Continua la collaborazione tra il chitarrista svedese Finn Loxbo e il batterista danese Anders Vestergaard, che già con il precedente The Swirling Colors avevano trovato un loro peculiare modo di esprimersi attraverso il limite della ristrettezza strumentale: una chitarra acustica e un rullante collegato a pochi dispositivi elettronici per generare feedback. Un disco che aveva colpito con la sua particolare intensità introversa ma allo stesso tempo affascinante.
Trovare un reale punto di vista attraverso il quale riuscire a esprimersi vuol dire anche avere il coraggio di percorrerlo fino in fondo, e, in un’ottica realmente sperimentale, vagliarne continuamente limiti e potenzialità.
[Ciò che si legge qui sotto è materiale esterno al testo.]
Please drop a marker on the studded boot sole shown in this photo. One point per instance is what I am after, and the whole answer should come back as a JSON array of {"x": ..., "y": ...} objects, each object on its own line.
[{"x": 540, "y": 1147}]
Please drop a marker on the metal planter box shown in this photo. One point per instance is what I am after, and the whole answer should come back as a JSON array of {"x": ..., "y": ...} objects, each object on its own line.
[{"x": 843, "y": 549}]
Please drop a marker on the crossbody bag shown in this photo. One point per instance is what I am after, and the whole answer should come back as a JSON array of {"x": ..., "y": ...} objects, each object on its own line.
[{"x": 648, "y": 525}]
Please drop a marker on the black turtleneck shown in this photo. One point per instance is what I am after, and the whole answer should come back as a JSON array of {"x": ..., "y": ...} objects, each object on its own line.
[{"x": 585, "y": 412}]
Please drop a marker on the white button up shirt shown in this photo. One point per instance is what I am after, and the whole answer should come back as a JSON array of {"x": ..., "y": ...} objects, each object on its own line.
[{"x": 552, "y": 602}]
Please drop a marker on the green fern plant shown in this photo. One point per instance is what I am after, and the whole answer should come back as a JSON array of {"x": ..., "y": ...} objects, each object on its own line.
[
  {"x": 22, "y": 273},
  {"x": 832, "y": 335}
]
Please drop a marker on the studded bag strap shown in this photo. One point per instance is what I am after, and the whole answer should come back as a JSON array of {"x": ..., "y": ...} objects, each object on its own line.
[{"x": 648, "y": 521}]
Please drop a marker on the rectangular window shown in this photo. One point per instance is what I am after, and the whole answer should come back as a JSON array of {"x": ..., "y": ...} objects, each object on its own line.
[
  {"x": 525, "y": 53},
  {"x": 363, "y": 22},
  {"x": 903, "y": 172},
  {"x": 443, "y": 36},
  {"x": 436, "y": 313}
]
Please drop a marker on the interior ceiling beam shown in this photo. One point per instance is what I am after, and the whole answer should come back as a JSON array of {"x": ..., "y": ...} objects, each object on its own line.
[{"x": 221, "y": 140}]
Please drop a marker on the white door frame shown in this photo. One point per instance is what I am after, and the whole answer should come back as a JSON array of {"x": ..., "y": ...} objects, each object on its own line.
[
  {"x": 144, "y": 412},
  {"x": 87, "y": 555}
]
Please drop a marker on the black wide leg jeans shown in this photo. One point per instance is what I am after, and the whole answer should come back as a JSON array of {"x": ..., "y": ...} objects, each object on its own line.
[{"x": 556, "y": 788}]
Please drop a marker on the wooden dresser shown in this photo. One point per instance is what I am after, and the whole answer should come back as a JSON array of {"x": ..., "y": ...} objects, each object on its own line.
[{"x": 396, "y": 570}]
Così anche in questo Saint Erme il duo continua a insistere nella stessa direzione con la volontà di ricercare costantemente attraverso il limite nuove possibilità e tensioni sonore. E il gioco continua a funzionare per la sua grande capacità sottrattiva. Elettroacustica che utilizza intelligentemente il silenzio come tela sulla quale disegnare, attraversandola con momenti più densi con cui gestire l’esecuzione, ma sempre costruendo attraverso la scheletricità dell’interazione un segno vacuo eppure persistente; un costante lavorio sui nervi e sulla dimensione interattiva.
Nella fantasmagoria afona delle timbriche risalta stavolta una maggiore concretezza nella voluta vacuità, una maggiore attenzione compositiva che gestisce il climax con ragionamenti più puntuali senza tuttavia scalfire di un millimetro l’aleatorietà che pervade la composizione. Circostanza forse dovuta al fatto che sia stata commissionata dal Koncertkirken di Copenaghen, occasione che comunque non inficia affatto l’apprezzabile visione di fondo.
Ancora una volta una musica tesa, cupa, che comunica attraverso l’incomunicabilità, ma allo stesso tempo espressiva e coinvolgente. Un discorso non facile, certo, ma che rende l’ascolto molto gratificante.
Un altro bel centro che solletica la curiosità di vedere ulteriori possibili sviluppi.